If a legend exists concerning this mess it is one that's been actively hyped by a number of respectable people, no doubt with the best of intentions. Since hype is the dope of today, we might forgive a group halucination, at first. But I know that an email naming each artist and spilling the beans on Jean-Michel's perfect absence was forwarded to Lisa Denisson at the Gugenheim well in time to head off the howlers that are now everywhere in print. What hapened to those beans? And what do we actually have here? Fragment's of a lost Basquiat? Francesco Clemente's only graffiti? The birth of Graffiti itself? Why not the lost Amber Room of Catherine the Great? Certainly the truth will devalue this treasure.

For one thing, Basquiat never touched it. Though he was partially present when it 'happened' over one or two smashed soirées, he wouldn't have laid a finger on any wall in that period. By then he was making 'art' exclusively, and he drew furiously with colored pens on paper, on the floor, ignoring us all. Anything that looks like his letters (and nothing does) was written by Chris Parker, including Bug Out!, Wild Style!, Nesto! (after my pen-name 'S.Neto'), Oh Fab!, and plenty more. In fact 'Little Crispy' created 60 percent of this relic at least. Nobody in their right mind will take credit for the huge and hideous FRED, not even Fab 5. The DJ Johnny Dynel sprayed a giant chicken pox version of his name weeks later, and he's been unfairly blamed for the hideous table and lamp, the only 'piece' whose authorship is in doubt. Even the tiny RAM was not writen by the great RamelZee but by myself, 'representing' a master whose hand was sorely missed that night. Yes, Fred Braithwaite dropped a bomb and a plane, literally and figuratively, on the whole thing because that's what he does, boost himself big time, and we loved him for it, then as now. The rest of us were just immitating our aquaintances and getting wrecked. The black spray attempt at true 'wild style' was an awful group 'toy', duly bombed over by Chris, who went on to counterfeit 'Fabulous 5' over Edit's birthday hat. The pencil scrawling of hearts with bullet holes is again mine and I would never admit to it, but I feel I have to defend Fred from the vile accusation that it is his. Francesco Clemente never breathed on this plaster as was reported in New York Magazine. In short, little history is here beyond a record of Edit's genius for attracting anyone who showed exuberance, and maybe the quality of the drugs we had that week (so, so, judging by the crappy art).

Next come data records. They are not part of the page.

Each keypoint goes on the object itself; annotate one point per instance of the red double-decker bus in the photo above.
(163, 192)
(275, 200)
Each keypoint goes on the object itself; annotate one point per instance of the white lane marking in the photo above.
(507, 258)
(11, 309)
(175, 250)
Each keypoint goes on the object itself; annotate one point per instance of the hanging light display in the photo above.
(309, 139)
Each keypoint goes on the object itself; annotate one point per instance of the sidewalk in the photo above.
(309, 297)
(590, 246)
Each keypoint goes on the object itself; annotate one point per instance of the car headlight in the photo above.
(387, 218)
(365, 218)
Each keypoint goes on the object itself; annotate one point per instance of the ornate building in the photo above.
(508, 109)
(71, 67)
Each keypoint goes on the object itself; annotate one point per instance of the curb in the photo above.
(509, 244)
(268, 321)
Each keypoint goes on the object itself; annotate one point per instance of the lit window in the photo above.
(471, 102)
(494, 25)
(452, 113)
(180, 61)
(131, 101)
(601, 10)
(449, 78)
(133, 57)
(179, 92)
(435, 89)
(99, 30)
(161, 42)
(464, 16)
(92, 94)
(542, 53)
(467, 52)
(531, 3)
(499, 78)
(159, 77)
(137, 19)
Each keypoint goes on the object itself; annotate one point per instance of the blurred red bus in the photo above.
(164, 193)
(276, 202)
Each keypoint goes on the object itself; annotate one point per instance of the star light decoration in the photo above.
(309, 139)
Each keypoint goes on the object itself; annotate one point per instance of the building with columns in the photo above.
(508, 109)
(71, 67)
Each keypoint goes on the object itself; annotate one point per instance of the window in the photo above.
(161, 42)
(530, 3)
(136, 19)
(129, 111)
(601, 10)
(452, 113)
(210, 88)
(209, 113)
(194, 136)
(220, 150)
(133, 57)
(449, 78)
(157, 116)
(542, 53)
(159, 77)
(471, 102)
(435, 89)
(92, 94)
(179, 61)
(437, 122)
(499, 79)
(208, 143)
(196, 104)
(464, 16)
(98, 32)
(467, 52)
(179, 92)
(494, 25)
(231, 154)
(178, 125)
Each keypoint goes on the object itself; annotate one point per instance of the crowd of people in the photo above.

But will this storied 'artifiction' now stand in for actual grafitti history? Could this afterbirth in fact pass as a 'seminal oeuvre' and show up in a museum? Not if we intervene. Why bother? Why spoil such a happy jam for everyone? Because it is lame to say this wall was the birthplace of anything, much less 'all that remains of a great period'. Only an interested party would make such a claim, and only someone blinded by enthusiasm would endorse it. Certainly it will bring ridicule to any institution that shows it as such. The great 'writers' like SEEN, Dash, TAKI, Phase 2, Julio, Stay High, Zeph... had nothing to do with this and had in fact been writing for a decade by then, on trains, where grafitti happens, and not on art critic's walls. They'll have the artifacts worth showing. I realize that those 'sites' are not framed by a loft development so who would spend six figures on their rescue? Perhaps a museum with a reputation for historical integrity and impecable provenance? It would be alot cheaper than buying the 151 Wooster Street Mural. Meanwhile the exact value of this masterpiece will rely, as ever, on the authentication of experts, experts whose pronouncements take wing when they are unencumbered by facts. On the rare occasion when we can balast these flights of fancy, we should. It is a salutory excrcise, beside being a pure goof, to see our respected historians revealed as occasional clowns. On the other hand it's no joke to read Hal Meltzer baldly state that Basquiat's tags 'Wild Style!' Dead or Alive' and Bug Out!' were done in his classic hot pink...etc ". Jean never wrote anything like those words, not anywhere, ever, and I don't recall him using that color either. So who cares? And who benefits? Are the interested parties so hard to find? Once again. No mystery at all.